Namun, menjadi masalah besar ketika aku menuntut waktu mu lebih
dari waktu dinas mu. Aku sangat bodoh dan tak mengerti. Hal apa yang menjadikan
ku seegois ini. Aku tak pernah sangka kau bahkan memarahi ku ditengah malam
seperti itu. Kau menggunakan kalimat-kalimat yang sebelum nya tak pernah ku
dengar bahkan dari orang tua ku sendiri. Kau membentak dan begitu kasar. Sikap
lembut yang pernah aku harapkan dari anggota polri seperti mu ternyata hanya
berwujud dalam bayayangan ku saja.
Bukankah malam itu aku hanya sekali menggangu waktu patroli mu?
Namun hingga sampai kau tak menggunakan hati dan perasaan mu untuk memarahi ku.
Entah kau atau memang aku yang keterlaluan. Suara lirih yang selalu aku dengar
setiap malam berubah seketika menjadi suara keras tak berperasaan.
Hentakan emosi yang berhasil menghentikan aliran darah ku dalam
sepenggal waktu itu, membuat ku diam tak berucap satu kata pun. Batas pandangan
ku hingga tak mampu melebihi sejengkal jari.

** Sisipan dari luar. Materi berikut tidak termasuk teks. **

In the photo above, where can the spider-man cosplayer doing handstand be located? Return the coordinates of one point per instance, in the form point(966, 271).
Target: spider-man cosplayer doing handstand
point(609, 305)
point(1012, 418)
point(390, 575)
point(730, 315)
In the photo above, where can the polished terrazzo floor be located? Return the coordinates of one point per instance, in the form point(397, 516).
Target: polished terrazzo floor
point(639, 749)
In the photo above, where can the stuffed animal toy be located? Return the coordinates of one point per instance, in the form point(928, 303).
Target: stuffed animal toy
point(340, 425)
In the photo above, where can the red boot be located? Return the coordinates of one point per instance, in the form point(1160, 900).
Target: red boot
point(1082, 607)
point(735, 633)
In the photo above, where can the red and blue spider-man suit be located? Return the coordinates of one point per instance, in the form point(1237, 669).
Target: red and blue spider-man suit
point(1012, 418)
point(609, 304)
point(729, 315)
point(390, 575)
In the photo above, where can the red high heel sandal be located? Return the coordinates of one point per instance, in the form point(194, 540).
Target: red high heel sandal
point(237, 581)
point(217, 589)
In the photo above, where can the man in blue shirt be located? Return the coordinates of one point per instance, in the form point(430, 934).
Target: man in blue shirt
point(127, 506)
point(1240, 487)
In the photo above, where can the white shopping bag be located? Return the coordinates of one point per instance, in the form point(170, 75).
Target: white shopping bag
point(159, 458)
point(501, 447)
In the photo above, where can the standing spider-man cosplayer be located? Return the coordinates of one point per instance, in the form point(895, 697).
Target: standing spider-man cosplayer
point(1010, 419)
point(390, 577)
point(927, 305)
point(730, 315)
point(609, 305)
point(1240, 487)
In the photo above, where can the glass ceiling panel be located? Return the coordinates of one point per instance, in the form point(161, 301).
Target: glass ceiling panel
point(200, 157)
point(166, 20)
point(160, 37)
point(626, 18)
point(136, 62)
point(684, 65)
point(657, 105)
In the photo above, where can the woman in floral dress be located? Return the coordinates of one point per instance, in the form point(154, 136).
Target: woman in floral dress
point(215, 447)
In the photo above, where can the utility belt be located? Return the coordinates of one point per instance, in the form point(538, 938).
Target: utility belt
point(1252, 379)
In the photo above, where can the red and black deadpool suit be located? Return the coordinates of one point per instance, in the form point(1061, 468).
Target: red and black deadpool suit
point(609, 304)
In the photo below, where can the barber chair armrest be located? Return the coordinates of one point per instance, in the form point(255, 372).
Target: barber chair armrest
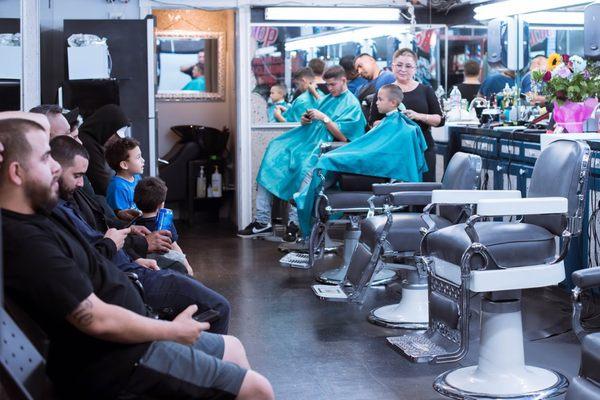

Hela napas semakin kuat tak biasa.
Tetesan air yang menghangat dipipi pun tak lantas menjadi deras. Sebegitu
sensitive nya kau, semarah itu kau demi membela profesi mu. Hal itu benar,
tetapi aku tak membenarkan sikap mu terhadap ku.
Seharusnya, kau tak perlu repot-repot membuatku jatuh hati.
Semua terasa percuma dan untuk apa? Kau bahkan dengan mudah menjahit luka hati
lalu kemudian mencabik kembali menjadi serpihan usang tak bertuan. Kau pergi dengan
satu pertanyaan yang mungkin belum sempat kau luruskan. Trimakasi dan maaf mas!